Table of Contents
Problem Statement
In this problem, we are given a length. We have to generate a string that has all characters an odd number of times. For example, aaaaab is a valid string because count(a)=5 and count(b)=1.
But, aaabbc is not a valid string here because count(b)=2 which is an even number.
Example
n = 4
"pppz"
Explanation:
“pppz” is a valid string since the character ‘p’ occurs three times and the character ‘z’ occurs once. Note that there are many other valid strings such as “ohhh” and “love”.
n = 2
"xy"
Explanation:
“xy” is a valid string since the characters ‘x’ and ‘y’ occur once. Note that there are many other valid strings such as “ag” and “ur”.
Approach
We can use a trick here.
If the length of string is odd number then we can use a single character throughout to create the string, and if the input length is even number then we can create a string having just two characters.

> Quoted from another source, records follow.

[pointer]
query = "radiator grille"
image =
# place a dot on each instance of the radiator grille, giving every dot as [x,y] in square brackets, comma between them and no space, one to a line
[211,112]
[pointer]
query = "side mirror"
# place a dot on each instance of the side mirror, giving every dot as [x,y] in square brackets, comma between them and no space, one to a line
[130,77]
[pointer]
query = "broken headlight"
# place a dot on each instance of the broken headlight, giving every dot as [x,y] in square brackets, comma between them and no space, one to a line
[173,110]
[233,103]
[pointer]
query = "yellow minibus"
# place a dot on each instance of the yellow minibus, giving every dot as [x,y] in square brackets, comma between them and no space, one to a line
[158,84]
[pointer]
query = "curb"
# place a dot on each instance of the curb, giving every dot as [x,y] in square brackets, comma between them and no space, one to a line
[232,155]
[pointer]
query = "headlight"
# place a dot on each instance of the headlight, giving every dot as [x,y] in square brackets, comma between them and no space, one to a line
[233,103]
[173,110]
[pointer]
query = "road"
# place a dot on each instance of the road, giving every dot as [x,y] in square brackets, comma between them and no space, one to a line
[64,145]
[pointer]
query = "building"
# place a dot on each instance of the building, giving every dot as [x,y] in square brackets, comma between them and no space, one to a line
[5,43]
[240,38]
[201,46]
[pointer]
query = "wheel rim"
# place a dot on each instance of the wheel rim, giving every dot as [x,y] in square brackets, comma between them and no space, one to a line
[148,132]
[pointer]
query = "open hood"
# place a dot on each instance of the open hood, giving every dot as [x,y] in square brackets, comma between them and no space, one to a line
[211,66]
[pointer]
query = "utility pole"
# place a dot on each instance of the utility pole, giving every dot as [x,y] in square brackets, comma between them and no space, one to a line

One character occuring n-1 times (which will be an odd number because n is even here) and anoter character just once (which is ofcourse an odd count).
For example n=4, our output will be aaab
and if n=3, our output will be aaa
we are just using characters a and b in our solution, there are more options of characters if you want.
Implementation
C++ Program for Generate a String With Characters That Have Odd Counts Leetcode Solution
#include <bits/stdc++.h>
using namespace std;
string generateTheString(int n)
{
string str;
if(n%2==0)
{
for(int i=0;i<n-1;i++) str.push_back('a');
str.push_back('b');
}
else
{
for(int i=0;i<n;i++) str.push_back('a');
}
return str;
}
int main()
{
int n=5;
cout<< generateTheString(n) << endl;
return 0;
}aaaaa
Java Program for Generate a String With Characters That Have Odd Counts Leetcode Solution
class Rextester
{
public static String generateTheString(int n)
{
StringBuilder sb=new StringBuilder();
if(n%2==0)
{
for(int i=0;i<n-1;i++)sb.append('a');
sb.append('b');
}
else
{
for(int i=0;i<n;i++)sb.append('a');
}
return sb.toString();
}
public static void main(String[]args)
{
int length=5;
System.out.println(generateTheString(length));
}
}aaaaa
Complexity Analysis for Generate a String With Characters That Have Odd Counts Leetcode Solution
Time Complexity
O(n): We are linearly iterating for the length given to just once. Therefore, the time complextity will be O(n).
Space Complexity
O(n): We are creating our output string, so we are using an extra space of length given. Therefore, space complexity also is O(n).